Abstract

Purpose: To investigate the effect of patient positioning and treatment technique on the potential for dose escalation in pelvic and para‐aortic irradiation. Method and Materials: 5 patients with gynecological malignancies were CT‐scanned in prone, with belly‐board, and supine positions. For each patient and position 3D and IMRT plans were generated to 45 Gy. The CTV encompassed the pelvis and para‐aortic nodes. PTV was a 3D, 0.6 cm expansion. We contoured kidneys, spine, small bowel, bladder and rectum, and compared the doses distributions. Dose conformity was assessed using the conformity index CI = VT, P / VP, where VT, P is the target volume receiving prescription dose or greater, and VP is the volume receiving the prescription dose. For organs at risk we compared mean (e.g. for kidneys) or maximum (e.g. for spine) doses.

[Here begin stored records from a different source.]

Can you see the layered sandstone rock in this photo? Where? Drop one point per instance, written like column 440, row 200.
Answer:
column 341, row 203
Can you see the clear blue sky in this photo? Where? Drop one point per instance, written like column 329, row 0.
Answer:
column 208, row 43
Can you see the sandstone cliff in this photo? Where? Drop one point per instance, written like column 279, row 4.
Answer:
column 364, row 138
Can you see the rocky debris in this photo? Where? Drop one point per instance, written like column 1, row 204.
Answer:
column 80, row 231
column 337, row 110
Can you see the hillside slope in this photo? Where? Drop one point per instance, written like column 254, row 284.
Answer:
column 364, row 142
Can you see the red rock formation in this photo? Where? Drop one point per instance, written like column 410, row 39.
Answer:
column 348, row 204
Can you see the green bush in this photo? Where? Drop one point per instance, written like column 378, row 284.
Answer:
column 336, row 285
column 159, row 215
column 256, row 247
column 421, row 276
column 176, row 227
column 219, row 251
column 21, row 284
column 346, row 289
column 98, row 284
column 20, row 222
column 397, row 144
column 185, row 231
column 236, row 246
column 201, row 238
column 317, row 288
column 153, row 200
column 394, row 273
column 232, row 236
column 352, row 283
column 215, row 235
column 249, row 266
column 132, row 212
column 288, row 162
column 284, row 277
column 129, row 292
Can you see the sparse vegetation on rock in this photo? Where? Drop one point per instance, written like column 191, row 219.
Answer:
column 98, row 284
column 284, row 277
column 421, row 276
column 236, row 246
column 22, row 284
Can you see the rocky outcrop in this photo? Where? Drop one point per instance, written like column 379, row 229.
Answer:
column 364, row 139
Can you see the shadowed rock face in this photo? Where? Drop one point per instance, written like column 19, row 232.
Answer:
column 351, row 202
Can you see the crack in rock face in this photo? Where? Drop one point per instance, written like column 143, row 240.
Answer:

Results: Target conformity was significantly improved for IMRT plans as compared to 3D plans. IMRT plans, regardless of position, resulted in superior sparing of spine and bowel compared to 3D plans . For IMRT we found no significant difference in bowel doses between supine and prone belly‐board positions. The kidneys received lower doses in the 3D plans, but IMRT doses were much lower than tolerance. Contrary to small field irradiation, the integral dose in these large‐field IMRT plans was not more than in the 3D plans. Conclusion: IMRT has the potential to allow dose escalation in whole pelvic and para‐aortic radiation as compared to 3D plans, with increased sparing of critical organs. For IMRT, regardless of patient positioning, there is no significant difference in doses to either targets or critical structures. Thus, for reasons of setup reproducibility and patient comfort, supine IMRT would appear to be the better choice. The problem of organ motion in the irradiated area must be addressed before IMRT can be implemented.